I also note that what the Applicant is contending now, was also placed in evidence before me in the present originating summons

It is very relevant to note that the Applicant/Respondent and his counsel were well aware of the originating summon No. 29/04 before proceeding with the present originating summon wherein the evidence was closed by both the parties.  No explanation, to the delay in raising the issue of stay until the case was fixed for submissions, has been given.

As I am hearing the application inter partes, I also note from the supporting affidavit to the originating summons No. 29/04 that the main contention raised is on the plot No.32/609 and this court was heard all the respective claims by both the parties.

It was further brought to my notice, which was not disclosed by the Applicant/Respondent, that an earlier similar case being originating summon No. 3 of 2003 was struck out with costs on 30th September, 2004.  (Annextures Nos.
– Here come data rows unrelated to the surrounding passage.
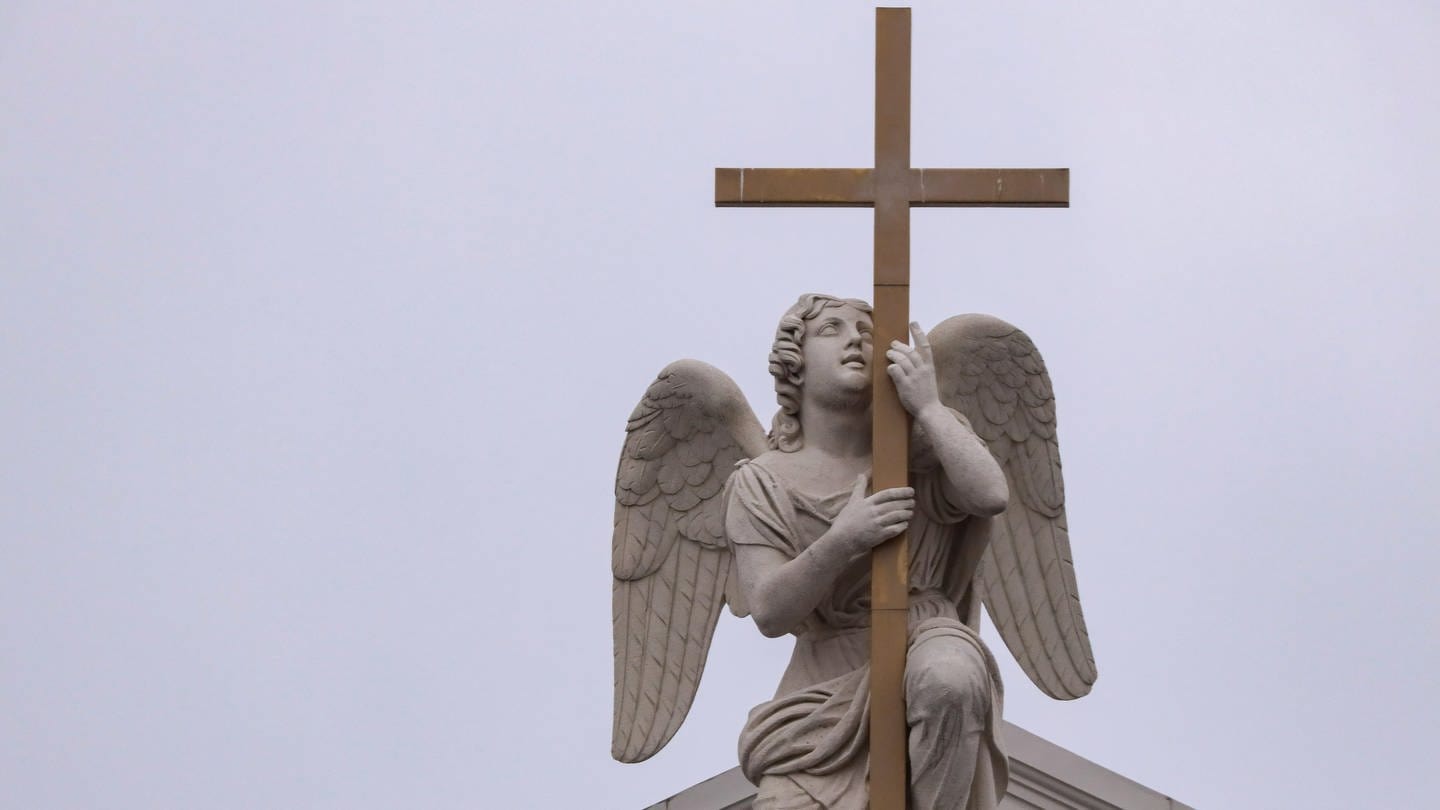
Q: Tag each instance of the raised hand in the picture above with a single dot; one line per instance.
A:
(866, 522)
(912, 369)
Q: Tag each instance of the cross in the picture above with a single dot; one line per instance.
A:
(892, 188)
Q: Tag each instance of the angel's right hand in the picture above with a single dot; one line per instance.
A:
(866, 522)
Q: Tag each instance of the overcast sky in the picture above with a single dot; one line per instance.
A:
(321, 323)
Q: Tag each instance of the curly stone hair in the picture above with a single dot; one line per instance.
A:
(788, 365)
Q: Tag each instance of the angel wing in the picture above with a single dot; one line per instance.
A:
(673, 568)
(991, 372)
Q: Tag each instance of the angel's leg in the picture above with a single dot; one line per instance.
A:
(948, 702)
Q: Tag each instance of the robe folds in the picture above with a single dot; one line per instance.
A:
(808, 748)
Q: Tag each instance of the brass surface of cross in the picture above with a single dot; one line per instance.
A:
(892, 188)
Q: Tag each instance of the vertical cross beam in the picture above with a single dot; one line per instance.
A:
(890, 424)
(892, 188)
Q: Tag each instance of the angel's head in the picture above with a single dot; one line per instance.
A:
(837, 332)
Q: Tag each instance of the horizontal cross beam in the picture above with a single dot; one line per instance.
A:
(928, 188)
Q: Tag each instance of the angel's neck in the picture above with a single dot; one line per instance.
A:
(843, 434)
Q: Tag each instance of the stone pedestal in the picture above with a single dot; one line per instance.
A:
(1043, 776)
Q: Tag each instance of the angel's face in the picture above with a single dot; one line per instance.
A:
(837, 352)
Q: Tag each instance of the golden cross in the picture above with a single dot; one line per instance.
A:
(892, 188)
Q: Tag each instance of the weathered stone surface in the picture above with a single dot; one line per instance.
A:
(712, 512)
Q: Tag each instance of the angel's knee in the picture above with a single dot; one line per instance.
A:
(949, 685)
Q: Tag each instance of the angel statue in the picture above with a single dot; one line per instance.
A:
(710, 510)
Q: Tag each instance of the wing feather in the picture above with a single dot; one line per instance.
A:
(668, 554)
(991, 372)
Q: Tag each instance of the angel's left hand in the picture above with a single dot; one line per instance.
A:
(912, 369)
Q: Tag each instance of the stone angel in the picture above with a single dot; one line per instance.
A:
(710, 510)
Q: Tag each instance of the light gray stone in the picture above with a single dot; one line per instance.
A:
(1043, 777)
(710, 510)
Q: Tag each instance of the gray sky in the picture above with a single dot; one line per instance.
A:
(321, 326)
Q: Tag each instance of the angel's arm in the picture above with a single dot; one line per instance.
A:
(781, 590)
(974, 480)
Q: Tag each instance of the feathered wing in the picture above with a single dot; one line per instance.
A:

CM1 to CM7 of the replying affidavit).  One of the grounds raised in those proceedings was that the suit under section 28 can only be filed under the Divorce Proceedings which were completed on 18th June, 2002.

In the circumstances of this case, I tend to agree that the present application is not a bona fide application and is an abuse of the court process.  No court should permit a party to take undue advantage of a legal provision under the circumstances which are unjustified and malafide.

I thus dismiss the application dated 29th June, 2007.  The costs of this application be to the Respondent/Applicant in any event.

Dated, Delivered and Signed at Nairobi this 21st day September, 2007.